Note that treating the alignment as if it was observed data is of course a gross
simplification, which means we are ignoring any uncertainty about how the
sequences should be aligned. We really ought to think of the individual sequences
as the observed data, and inference of the alignment should then be part of the
model fitting process. There is ongoing research on this topic (for instance
"tree-HMMs") but we are not quite there yet.

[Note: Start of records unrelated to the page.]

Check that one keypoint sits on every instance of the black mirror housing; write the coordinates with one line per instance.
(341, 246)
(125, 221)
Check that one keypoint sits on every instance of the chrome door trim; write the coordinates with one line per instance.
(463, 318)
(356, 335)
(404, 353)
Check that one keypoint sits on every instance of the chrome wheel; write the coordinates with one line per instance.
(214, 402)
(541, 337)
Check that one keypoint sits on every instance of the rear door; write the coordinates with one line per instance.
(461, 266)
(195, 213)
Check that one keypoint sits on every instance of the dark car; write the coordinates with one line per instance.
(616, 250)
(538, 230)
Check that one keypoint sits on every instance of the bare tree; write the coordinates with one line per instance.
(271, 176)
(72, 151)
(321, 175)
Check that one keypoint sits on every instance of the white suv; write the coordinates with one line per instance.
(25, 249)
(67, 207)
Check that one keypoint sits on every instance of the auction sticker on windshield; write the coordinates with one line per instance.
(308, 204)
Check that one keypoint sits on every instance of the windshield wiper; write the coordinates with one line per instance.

In order to demonstrate the general principle behind model specification I have listed the
descriptions for a few of the most widely used models below. Make sure you understand why the
lset commands below correspond to the various models:
Jukes and Cantor model (JC):
lset nst=1 basefreq=equal
Felsenstein 81 model (F81):
lset nst=1 basefreq=empirical
The command basefreq=empirical means that PAUP should use the average
base frequencies in the data set. The command basefreq=estimate would
instead have used maximum likelihood to find the best values. However, since the
computational burden is increased for every additional free parameter the
empirical approach is often useful.
lset nst=2 basefreq=equal tratio=estimate
lset nst=2 basefreq=empirical tratio=estimate variant=HKY
Felsenstein 84 model (F84):
lset nst=2 basefreq=empirical tratio=estimate variant=F84
General time reversible model:
lset nst=6 basefreq=empirical rmatrix=estimate
The identifier rmatrix refers to the 6-parameter substitution
lset nst=6 basefreq=empirical rmatrix=estimate rclass=(a b a a c a)
If rmatrix=estimate, then the option rclass allows the user to
define a sub-model of the 6-parameter substitution matrix. The syntax of the
rclass command is as follows: rclass=(AC AG AT CG CT GT). This
is alphabetical order. The above model specification therefore means that all
transversions have the same rate (AC=AT=CG=GT=a), and that the two transition types
have each their individual rates (AG=b, CT=c).